Statistics and Population

Stata Logs

Home Lecture Notes Stata Logs R Logs Datasets Problem Sets

3.7 Other Choices of Link

Two brief notes on the latent variable formulation of binary response models and the use of alternative links. First we plot three different links in a standardized scale. Second we compare logit and probit estimates for a model of contraceptive use.

Three Link Functions

Let us reproduce Figure 3.7, which shows the logit, probit and complementary log-log link, after standardizing the latent variable so it has mean 0 and variance 1. The probit link is based on the standard normal distribution, which is already standardized. The logit link is based on the standard logistic distribution, which has mean 0 and variance π²/3. The c-log-log link is based on the extreme value (log Weibull) distribution, with mean 0.577 and variance π²/6.

. twoway function y=normal(x), range(-2 2) lpat(solid) ///
>   || function y=invlogit(x*_pi/sqrt(3)), range(-2 2) lpat(dash) ///
>   || function y=1-exp(-exp(-0.577+x*_pi/sqrt(6))), range(-2 2) lpat(longdash) ///
>  , title("Figure 3.7: Probit, Logit and C-Log-Log Links") ///
>    subtitle(Standardized) ytitle(Probability) xtitle("Linear Predictor") ///
>    legend(order(1 "probit" 2 "logit" 3 "cloglog") cols(1) ring(0) pos(5)) 

. graph export fig37.png, width(500) replace
file fig37.png saved as PNG format

As you can see, the logit and probit links are virtually indistinguisable. The c-log-log link looks different, but one would still need very large sample sizes to be able to distinguish it from the others.

A Probit Model

We will fit a probit model to the data on contraceptive use by age and desire for more children. Following the notes we will pick the specification where age is treated linearly and we include an interaction between age and desire for no more children. To simplify interpretation of the interaction we center age at 30 years. We use the glm command to handle grouped data, see also probit for individual data.

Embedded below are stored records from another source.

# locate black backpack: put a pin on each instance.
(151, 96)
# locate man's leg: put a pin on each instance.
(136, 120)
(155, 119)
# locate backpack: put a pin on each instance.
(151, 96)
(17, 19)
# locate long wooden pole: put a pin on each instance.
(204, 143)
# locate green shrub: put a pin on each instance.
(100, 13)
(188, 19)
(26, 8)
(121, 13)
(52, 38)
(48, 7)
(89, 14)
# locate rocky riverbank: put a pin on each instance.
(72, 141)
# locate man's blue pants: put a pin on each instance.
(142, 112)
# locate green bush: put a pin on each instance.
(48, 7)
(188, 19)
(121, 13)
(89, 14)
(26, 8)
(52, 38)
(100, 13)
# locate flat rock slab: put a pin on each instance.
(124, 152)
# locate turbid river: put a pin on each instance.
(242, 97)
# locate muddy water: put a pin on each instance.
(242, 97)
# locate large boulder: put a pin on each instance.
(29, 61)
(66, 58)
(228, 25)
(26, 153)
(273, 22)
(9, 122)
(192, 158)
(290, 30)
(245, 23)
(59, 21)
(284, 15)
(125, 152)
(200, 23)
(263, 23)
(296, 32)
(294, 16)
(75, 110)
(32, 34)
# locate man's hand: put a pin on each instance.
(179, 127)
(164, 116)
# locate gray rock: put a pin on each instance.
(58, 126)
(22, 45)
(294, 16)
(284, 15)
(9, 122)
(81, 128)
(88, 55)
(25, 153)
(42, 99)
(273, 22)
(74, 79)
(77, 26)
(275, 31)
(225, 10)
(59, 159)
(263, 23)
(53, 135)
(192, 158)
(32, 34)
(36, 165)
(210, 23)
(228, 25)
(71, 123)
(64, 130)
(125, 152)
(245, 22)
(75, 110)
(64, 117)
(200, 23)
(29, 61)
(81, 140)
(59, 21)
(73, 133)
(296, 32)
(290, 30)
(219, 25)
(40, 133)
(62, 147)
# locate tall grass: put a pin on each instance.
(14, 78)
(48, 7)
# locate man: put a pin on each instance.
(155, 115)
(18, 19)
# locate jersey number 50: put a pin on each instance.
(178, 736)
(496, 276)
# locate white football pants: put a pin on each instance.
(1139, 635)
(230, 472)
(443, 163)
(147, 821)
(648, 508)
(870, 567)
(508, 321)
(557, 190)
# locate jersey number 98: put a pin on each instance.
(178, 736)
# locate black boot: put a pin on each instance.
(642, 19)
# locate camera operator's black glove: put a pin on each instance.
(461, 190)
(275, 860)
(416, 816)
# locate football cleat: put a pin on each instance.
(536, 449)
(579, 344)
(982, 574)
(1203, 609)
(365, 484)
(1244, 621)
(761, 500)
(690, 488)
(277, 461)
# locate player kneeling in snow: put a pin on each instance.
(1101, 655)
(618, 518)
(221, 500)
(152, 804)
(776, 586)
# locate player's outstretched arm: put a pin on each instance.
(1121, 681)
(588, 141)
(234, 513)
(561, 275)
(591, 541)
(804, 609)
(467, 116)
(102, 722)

. //use https://grodri.github.io/datasets/cuse, clear
. use d:/dataweb/wws509/datasets/cusew, clear
(Contraceptive Use Data (Fiji, 1976))

. gen n = users + nonusers

. recode age (1=-10) (2=-2.5) (3=5) (4=15), gen(agemc)
(16 differences between age and agemc)

. glm users agemc nomore c.nomore#c.agemc, family(binomial n) link(probit)

Iteration 0:   log likelihood =  -50.26659  
Iteration 1:   log likelihood = -50.256681  
Iteration 2:   log likelihood = -50.256681  

Generalized linear models                         Number of obs   =         16
Optimization     : ML                             Residual df     =         12
                                                  Scale parameter =          1
Deviance         =  29.00545504                   (1/df) Deviance =   2.417121
Pearson          =  28.31144084                   (1/df) Pearson  =   2.359287

Variance function: V(u) = u*(1-u/n)               [Binomial]
Link function    : g(u) = invnorm(u/n)            [Probit]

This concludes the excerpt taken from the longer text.